Be Intelligent After the Cold War

IT is time to stop congratulating ourselves on the end of the cold war. The Soviet threat may be over; but trends throughout the world indicate many new dangers - from terrorism to nuclear proliferation - that Washington can't ignore.

News that President Clinton wants to slightly increase spending on US intelligence programs, rather than cut them as he earlier hinted, shows awareness of these dangers. Yet the president faces a stiff battle with many on Capitol Hill who still hang onto the triumphal notion of a democratic victory worldwide and some misguided ideas of peace dividends. House and Senate intelligence committees are expected to go at it behind closed doors next week. We think they should give the president his increase, som e $400 million that would be spent mainly on new "spy satellites."

The CIA, the National Security Agency, the National Reconaissance Agency, and others surely need reforming, streamlining, and improving.

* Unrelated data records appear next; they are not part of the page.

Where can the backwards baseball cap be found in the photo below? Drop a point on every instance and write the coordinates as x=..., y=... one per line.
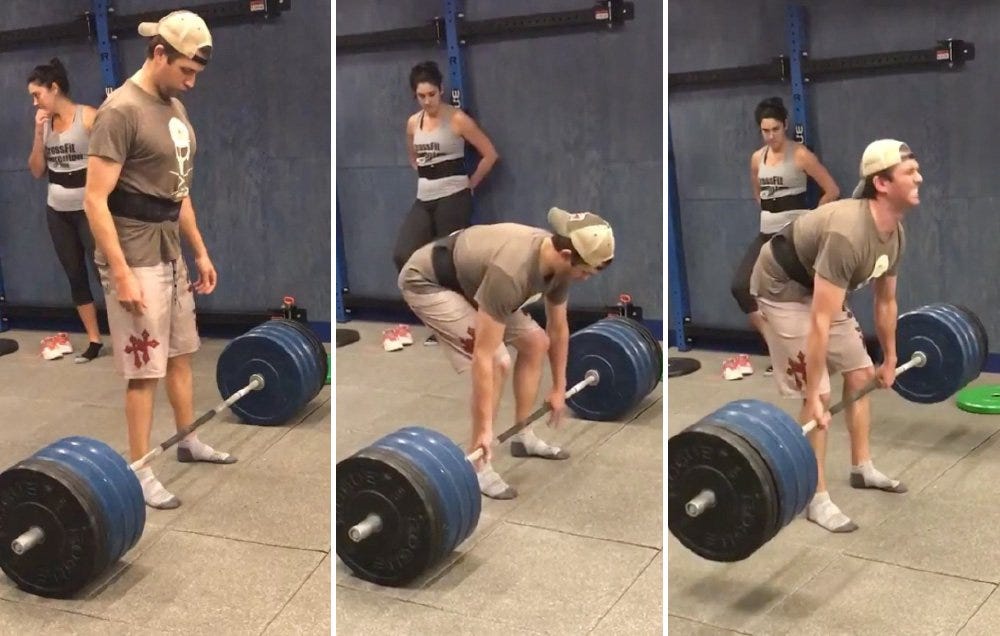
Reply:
x=880, y=155
x=590, y=235
x=185, y=31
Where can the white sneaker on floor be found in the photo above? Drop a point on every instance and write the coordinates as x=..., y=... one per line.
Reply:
x=62, y=341
x=743, y=364
x=50, y=348
x=390, y=340
x=731, y=370
x=404, y=335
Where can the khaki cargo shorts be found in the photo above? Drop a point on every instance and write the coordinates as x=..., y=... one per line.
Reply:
x=142, y=344
x=453, y=319
x=787, y=329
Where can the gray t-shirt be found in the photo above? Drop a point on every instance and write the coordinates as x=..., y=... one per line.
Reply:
x=154, y=142
x=838, y=241
x=498, y=266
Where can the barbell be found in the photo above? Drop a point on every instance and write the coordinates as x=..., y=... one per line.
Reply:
x=72, y=509
x=412, y=497
x=739, y=475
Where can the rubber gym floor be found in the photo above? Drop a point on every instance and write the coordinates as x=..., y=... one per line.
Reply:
x=924, y=562
x=248, y=551
x=579, y=551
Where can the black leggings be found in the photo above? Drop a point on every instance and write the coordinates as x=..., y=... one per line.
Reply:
x=741, y=279
x=429, y=220
x=74, y=246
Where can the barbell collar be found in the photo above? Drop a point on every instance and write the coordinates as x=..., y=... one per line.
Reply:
x=256, y=383
x=918, y=359
x=28, y=539
x=366, y=528
x=702, y=502
x=590, y=378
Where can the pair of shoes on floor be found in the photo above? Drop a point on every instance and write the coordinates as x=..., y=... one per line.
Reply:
x=395, y=338
x=55, y=347
x=738, y=366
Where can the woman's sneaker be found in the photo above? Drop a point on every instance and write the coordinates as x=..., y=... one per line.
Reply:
x=390, y=340
x=51, y=349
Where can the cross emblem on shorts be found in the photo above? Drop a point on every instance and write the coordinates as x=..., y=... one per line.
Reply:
x=140, y=348
x=795, y=369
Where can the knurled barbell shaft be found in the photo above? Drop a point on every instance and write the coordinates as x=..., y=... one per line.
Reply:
x=590, y=378
x=706, y=498
x=256, y=383
x=918, y=359
x=35, y=535
x=373, y=523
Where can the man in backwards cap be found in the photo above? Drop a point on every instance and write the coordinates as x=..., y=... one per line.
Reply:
x=801, y=280
x=138, y=204
x=471, y=287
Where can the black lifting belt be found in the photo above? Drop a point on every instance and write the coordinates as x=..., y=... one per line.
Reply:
x=143, y=207
x=443, y=261
x=448, y=168
x=783, y=248
x=71, y=179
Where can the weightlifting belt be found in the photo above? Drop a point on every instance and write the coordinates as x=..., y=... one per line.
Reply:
x=71, y=179
x=143, y=207
x=784, y=204
x=783, y=248
x=448, y=168
x=443, y=262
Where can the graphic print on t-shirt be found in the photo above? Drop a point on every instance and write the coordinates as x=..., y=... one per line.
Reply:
x=427, y=152
x=881, y=266
x=182, y=150
x=63, y=154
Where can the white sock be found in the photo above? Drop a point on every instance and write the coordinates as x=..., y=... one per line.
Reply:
x=492, y=484
x=153, y=491
x=202, y=452
x=871, y=477
x=826, y=514
x=530, y=444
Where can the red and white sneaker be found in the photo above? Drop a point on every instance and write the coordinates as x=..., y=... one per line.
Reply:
x=731, y=369
x=50, y=348
x=62, y=341
x=743, y=362
x=404, y=334
x=390, y=340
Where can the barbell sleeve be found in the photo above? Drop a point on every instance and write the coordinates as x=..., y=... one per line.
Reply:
x=591, y=377
x=256, y=383
x=918, y=359
x=28, y=539
x=366, y=528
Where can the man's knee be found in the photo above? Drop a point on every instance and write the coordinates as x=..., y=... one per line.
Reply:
x=533, y=343
x=501, y=360
x=856, y=380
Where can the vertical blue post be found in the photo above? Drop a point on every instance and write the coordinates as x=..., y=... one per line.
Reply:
x=4, y=324
x=459, y=98
x=795, y=25
x=341, y=270
x=680, y=311
x=106, y=46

Gen. Norman Schwarzkopf said during the Gulf war that much of CIA's military intelligence was "mush." Yet for every example of failure, one can find a success. Evidence that North Korea is stockpiling plutonium for a nuclear program came through the CIA. What is such information worth?

New CIA director James Woolsey inherits a changed geopolitical world from his predecessor. He needs time and money to adjust. Old gathering networks must be overhauled. There are now 14 nations where the old Soviet Union used to be. Most are unstable; four have nuclear weapons. New mafias in Eastern Europe are happy to sell sensitive technology. Faces and trends in politics have changed dramatically from only a year ago. The threat of terrorism at home is made all too clear by the World Trade Center bomb ing. The Monitor has learned that during the early days of the Serb war against the Bosnian population the CIA was caught offguard, with much of its "intelligence" coming from newspaper accounts.

Congress may recoil at the idea of an expensive satellite. But when the US can't get the information it needs to avert or prevent a serious crisis, especially one at home, US voters will heatedly ask: "Why not?"